On Thursday, Inception Labs released Mercury Coder, a new AI language model that uses diffusion techniques to generate text faster than conventional models. Unlike traditional models that create text word by word—such as the kind that powers ChatGPT—diffusion-based models like Mercury produce entire responses simultaneously, refining them from an initially masked state into coherent text.

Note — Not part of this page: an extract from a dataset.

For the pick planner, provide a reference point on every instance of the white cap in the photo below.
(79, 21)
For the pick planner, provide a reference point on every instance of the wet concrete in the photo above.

Traditional large language models build text from left to right, one token at a time. They use a technique called “autoregression.” Each word must wait for all previous words before appearing. Inspired by techniques from image-generation models like Stable DiffusionDALL-E, and Midjourney, text diffusion language models like LLaDA (developed by researchers from Renmin University and Ant Group) and Mercury use a masking-based approach. These models begin with fully obscured content and gradually “denoise” the output, revealing all parts of the response at once.

While image diffusion models add continuous noise to pixel values, text diffusion models can’t apply continuous noise to discrete tokens (chunks of text data). Instead, they replace tokens with special mask tokens as the text equivalent of noise. In LLaDA, the masking probability controls the noise level, with high masking representing high noise and low masking representing low noise. The diffusion process moves from high noise to low noise. Though LLaDA describes this using masking terminology and Mercury uses noise terminology, both apply a similar concept to text generation rooted in diffusion.